Es war die EU-Woche des Werner Faymann. Jeden Tag Handy-Telefonate, bis die Ohren glühten. Mit Spaniens Premier José Luis Zapatero, Großbritanniens Gordon Brown, dazwischen mit dem Chef der EU-Sozialdemokraten Anders Fogh Rasmussen. Trotzdem: Als Faymann Donnerstag um 13.30 Uhr nach Brüssel abhob, wusste er nicht, wie die neue EU-Spitze aussehen wird.

Mit Hartnäckigkeit und einer Prise Wiener Schmäh überzeugte er den widerspenstigen Briten-Premier. Dann ging alles schnell.

Jener Werner Faymann, der 2008 durch einen EU-Leserbrief für Verwunderung gesorgt hatte – plötzlich ist er in ebendieser EU eine große Nummer. In der österreichischen Botschaft in Brüssel fand die entscheidende Sitzung statt, wurde Faymanns Favoritin, Catherine Ashton, zur Außenministerin designiert. Beim EU-Abendessen danach saß Faymann zwischen Deutschlands Angela Merkel und Brown, aß Polenta mit Champignons. Plötzlich haben wir einen EU-Kanzler.

ÖSTERREICH: War es nicht ein Fehler, so eine farblose EU-Spitze zu wählen?
Werner Faymann: Auch Angela Merkel wurde lange Zeit unterschätzt. Es ist besser, wenn jemand nicht so bekannt ist und dann positiv überrascht als umgekehrt.

ÖSTERREICH: Sie waren für Ashton als Außenministerin. Wie haben Sie sie erlebt?
Faymann: Sie ist sehr energiegeladen und konsequent.
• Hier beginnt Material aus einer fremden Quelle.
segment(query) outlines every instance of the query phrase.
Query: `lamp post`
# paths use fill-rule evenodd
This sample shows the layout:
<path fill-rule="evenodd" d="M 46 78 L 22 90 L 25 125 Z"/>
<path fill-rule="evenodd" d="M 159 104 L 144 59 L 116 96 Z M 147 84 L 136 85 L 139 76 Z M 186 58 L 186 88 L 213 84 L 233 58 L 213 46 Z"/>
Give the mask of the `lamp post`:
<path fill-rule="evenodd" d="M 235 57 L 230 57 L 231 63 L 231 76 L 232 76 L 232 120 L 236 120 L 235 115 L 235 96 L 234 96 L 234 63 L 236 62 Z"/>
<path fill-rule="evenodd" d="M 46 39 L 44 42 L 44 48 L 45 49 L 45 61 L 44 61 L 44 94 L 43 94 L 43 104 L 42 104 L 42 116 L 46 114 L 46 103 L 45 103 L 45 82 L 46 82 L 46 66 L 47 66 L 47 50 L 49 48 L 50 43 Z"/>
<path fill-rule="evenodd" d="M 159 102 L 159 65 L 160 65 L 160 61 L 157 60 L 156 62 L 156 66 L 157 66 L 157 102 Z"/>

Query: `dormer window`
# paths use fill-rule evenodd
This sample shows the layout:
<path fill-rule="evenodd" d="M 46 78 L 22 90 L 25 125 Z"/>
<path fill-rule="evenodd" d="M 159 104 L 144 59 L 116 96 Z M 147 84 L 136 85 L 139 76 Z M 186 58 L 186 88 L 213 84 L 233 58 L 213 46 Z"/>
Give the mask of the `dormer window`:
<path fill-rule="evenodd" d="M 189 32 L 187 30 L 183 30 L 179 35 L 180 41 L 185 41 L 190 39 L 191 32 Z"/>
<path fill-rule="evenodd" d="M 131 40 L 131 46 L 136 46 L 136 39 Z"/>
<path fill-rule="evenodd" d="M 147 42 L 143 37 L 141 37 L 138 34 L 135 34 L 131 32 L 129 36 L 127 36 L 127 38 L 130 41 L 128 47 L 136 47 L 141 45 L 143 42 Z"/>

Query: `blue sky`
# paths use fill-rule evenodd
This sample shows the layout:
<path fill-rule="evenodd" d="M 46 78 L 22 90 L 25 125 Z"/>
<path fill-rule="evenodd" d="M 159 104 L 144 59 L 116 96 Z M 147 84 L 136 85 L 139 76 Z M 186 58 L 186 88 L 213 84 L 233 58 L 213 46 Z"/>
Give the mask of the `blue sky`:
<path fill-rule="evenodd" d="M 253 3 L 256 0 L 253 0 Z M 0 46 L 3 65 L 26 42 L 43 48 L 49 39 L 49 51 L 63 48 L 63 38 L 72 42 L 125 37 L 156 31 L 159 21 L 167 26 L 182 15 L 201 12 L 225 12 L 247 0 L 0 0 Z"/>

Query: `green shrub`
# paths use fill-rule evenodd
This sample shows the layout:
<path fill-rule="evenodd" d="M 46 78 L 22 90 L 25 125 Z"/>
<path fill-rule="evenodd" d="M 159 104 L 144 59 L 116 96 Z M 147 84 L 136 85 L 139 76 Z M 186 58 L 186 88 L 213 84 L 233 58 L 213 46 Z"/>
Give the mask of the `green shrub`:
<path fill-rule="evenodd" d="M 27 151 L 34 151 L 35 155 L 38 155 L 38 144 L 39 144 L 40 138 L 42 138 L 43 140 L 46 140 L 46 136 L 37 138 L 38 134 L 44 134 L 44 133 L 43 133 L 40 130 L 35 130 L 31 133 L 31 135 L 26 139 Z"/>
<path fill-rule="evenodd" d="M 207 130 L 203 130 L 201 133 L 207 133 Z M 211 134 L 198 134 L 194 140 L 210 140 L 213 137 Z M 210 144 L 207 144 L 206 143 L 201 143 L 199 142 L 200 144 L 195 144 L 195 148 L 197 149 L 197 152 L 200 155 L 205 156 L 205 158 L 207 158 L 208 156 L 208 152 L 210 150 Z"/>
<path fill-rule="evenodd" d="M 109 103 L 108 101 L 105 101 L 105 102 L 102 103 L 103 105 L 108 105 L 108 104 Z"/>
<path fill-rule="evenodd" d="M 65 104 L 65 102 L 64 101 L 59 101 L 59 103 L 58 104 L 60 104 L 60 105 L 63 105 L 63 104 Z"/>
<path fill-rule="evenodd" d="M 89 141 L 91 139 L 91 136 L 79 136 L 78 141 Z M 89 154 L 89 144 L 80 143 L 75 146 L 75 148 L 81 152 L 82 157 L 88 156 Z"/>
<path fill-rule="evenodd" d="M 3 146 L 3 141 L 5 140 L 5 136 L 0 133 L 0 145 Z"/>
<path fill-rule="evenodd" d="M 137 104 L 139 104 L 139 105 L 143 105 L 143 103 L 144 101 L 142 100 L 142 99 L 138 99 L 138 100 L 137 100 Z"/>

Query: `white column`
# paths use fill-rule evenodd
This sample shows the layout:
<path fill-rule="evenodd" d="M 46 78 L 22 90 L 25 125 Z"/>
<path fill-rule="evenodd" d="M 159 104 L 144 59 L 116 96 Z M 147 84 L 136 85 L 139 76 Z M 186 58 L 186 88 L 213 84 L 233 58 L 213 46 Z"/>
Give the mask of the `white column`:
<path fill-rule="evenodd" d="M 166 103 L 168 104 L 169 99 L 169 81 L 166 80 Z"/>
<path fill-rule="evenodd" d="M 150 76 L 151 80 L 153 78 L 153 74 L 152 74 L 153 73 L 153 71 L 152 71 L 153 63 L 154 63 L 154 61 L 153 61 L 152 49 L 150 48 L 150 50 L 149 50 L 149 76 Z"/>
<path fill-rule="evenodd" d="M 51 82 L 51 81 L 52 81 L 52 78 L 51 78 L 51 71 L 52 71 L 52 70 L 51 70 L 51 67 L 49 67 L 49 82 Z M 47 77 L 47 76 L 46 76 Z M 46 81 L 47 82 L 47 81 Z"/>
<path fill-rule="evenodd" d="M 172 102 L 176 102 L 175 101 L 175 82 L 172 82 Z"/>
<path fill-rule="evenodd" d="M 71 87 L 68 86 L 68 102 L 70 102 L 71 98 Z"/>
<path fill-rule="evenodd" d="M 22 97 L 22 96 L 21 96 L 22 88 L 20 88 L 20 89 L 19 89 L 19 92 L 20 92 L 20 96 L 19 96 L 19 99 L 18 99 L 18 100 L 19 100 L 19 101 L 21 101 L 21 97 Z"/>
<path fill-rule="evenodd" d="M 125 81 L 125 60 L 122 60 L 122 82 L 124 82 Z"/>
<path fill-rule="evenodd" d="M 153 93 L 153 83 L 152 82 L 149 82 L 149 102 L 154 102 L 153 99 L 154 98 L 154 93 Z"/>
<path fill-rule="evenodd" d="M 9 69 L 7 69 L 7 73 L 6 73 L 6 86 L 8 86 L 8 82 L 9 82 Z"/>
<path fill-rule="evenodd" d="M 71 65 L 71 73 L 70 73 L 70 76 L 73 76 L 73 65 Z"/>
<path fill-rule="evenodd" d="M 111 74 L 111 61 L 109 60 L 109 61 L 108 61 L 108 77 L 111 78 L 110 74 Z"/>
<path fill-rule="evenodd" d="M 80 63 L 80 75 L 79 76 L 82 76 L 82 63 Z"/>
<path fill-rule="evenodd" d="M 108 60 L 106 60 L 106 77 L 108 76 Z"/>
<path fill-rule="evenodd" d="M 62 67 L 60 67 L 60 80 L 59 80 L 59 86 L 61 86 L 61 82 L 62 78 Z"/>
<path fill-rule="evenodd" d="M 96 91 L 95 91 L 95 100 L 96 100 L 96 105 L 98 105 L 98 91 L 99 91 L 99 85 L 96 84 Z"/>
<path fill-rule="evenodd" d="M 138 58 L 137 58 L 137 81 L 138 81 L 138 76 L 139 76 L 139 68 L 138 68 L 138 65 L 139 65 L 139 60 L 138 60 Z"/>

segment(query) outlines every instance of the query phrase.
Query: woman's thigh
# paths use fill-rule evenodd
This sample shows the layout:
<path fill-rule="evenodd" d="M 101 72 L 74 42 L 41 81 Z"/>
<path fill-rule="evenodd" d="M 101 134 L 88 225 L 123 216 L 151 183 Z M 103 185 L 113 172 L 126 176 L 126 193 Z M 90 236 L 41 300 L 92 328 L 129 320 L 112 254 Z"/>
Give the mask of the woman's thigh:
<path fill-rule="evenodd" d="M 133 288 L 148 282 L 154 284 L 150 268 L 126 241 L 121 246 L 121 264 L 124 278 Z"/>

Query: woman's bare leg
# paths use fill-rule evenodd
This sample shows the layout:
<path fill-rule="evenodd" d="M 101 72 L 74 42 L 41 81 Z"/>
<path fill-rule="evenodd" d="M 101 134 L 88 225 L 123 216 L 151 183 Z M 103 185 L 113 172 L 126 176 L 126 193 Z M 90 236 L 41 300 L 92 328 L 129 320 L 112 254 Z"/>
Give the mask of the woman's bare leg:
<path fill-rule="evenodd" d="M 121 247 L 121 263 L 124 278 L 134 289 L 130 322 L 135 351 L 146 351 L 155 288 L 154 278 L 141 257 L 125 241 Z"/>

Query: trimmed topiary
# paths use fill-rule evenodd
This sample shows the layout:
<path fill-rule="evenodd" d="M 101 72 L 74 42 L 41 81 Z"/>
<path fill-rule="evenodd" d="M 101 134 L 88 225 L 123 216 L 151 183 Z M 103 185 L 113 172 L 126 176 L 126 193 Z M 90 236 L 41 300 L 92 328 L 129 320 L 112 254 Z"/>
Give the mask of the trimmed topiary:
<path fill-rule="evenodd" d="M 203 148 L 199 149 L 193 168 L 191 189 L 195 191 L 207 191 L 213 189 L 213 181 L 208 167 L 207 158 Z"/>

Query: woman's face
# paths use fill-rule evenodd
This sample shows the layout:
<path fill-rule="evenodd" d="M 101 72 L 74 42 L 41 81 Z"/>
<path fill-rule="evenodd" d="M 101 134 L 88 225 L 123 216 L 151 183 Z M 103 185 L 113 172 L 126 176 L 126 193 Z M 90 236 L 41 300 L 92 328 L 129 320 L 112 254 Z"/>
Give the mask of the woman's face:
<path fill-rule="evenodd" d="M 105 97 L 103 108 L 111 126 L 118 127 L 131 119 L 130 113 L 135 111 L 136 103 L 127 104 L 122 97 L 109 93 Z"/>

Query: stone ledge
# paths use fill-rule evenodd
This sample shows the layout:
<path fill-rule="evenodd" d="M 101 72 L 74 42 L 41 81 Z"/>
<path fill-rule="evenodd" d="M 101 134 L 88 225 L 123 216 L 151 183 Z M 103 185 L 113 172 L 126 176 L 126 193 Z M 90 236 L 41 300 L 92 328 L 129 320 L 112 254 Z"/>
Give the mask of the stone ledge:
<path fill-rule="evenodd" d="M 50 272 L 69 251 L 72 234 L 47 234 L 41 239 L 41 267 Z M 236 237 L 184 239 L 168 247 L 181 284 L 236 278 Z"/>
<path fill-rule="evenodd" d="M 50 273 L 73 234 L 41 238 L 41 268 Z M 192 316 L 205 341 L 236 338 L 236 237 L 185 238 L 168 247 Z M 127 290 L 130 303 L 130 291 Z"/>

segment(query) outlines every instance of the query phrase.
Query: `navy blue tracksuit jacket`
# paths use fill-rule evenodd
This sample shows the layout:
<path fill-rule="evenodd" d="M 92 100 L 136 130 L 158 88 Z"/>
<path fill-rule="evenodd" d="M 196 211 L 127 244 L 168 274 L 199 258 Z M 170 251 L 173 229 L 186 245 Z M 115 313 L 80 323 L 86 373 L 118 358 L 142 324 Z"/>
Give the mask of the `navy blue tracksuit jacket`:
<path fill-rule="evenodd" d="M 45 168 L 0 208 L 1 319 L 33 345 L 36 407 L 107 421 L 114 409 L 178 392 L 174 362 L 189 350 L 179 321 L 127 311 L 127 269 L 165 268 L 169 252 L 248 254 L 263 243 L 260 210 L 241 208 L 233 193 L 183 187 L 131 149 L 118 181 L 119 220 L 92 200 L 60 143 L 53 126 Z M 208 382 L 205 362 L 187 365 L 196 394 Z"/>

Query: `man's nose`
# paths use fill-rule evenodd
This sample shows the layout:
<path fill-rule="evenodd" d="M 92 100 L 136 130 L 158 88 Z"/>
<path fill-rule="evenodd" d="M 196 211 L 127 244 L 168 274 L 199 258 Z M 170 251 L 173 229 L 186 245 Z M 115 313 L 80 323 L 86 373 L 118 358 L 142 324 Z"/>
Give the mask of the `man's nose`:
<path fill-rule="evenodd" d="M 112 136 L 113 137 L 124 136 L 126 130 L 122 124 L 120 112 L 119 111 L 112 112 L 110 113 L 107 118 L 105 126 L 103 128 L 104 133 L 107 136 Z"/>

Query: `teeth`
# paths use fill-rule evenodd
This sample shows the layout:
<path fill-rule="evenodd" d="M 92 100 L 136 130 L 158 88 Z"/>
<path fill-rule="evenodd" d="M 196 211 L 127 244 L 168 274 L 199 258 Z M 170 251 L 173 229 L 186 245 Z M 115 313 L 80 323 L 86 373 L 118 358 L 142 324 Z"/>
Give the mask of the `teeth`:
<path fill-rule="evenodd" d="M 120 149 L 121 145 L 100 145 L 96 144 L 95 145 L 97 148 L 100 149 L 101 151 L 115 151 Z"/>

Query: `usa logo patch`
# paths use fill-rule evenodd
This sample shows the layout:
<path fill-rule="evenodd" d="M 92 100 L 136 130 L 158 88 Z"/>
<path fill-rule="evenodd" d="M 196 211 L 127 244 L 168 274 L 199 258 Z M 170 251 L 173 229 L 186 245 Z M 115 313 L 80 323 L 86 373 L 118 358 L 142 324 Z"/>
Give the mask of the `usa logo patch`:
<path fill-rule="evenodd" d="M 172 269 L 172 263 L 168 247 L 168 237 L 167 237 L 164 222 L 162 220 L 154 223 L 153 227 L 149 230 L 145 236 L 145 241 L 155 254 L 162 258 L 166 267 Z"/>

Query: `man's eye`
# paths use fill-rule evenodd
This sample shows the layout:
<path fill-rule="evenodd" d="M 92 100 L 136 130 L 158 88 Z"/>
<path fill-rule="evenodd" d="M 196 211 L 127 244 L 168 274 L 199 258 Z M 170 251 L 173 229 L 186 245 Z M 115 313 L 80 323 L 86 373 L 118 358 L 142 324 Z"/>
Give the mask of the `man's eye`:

Sie ist – so wie auch der neue Ratspräsident Rompuy – jemand, der den Ausgleich sucht. Ich habe große Hoffnungen, dass dieses Team gut arbeitet. Nachdem wir das Team zusammengesetzt haben, müssen wir uns jetzt den Inhalten widmen. Es kann nicht sein, dass die Aktienkurse wieder steigen, aber die Arbeitslosigkeit nicht sinkt. Wir brauchen eine funktionierende Finanzmarktkontrolle. Denn eine zweite Krise würde Europa nicht verkraften.

ÖSTERREICH: Mit welchen EU-Regierungschefs vertragen Sie sich besonders gut?
Faymann: Mit Juncker, mit Angela Merkel, Gordon Brown und Zapatero habe ich ein besonders gutes Verhältnis. Gerade mit dem britischen Premier Brown habe ich in letzter Zeit sehr viel telefoniert. Wir haben ein Vertrauensverhältnis aufgebaut. Brown hat sein Land gut vertreten, aber er ist auch ein überzeugter Europäer.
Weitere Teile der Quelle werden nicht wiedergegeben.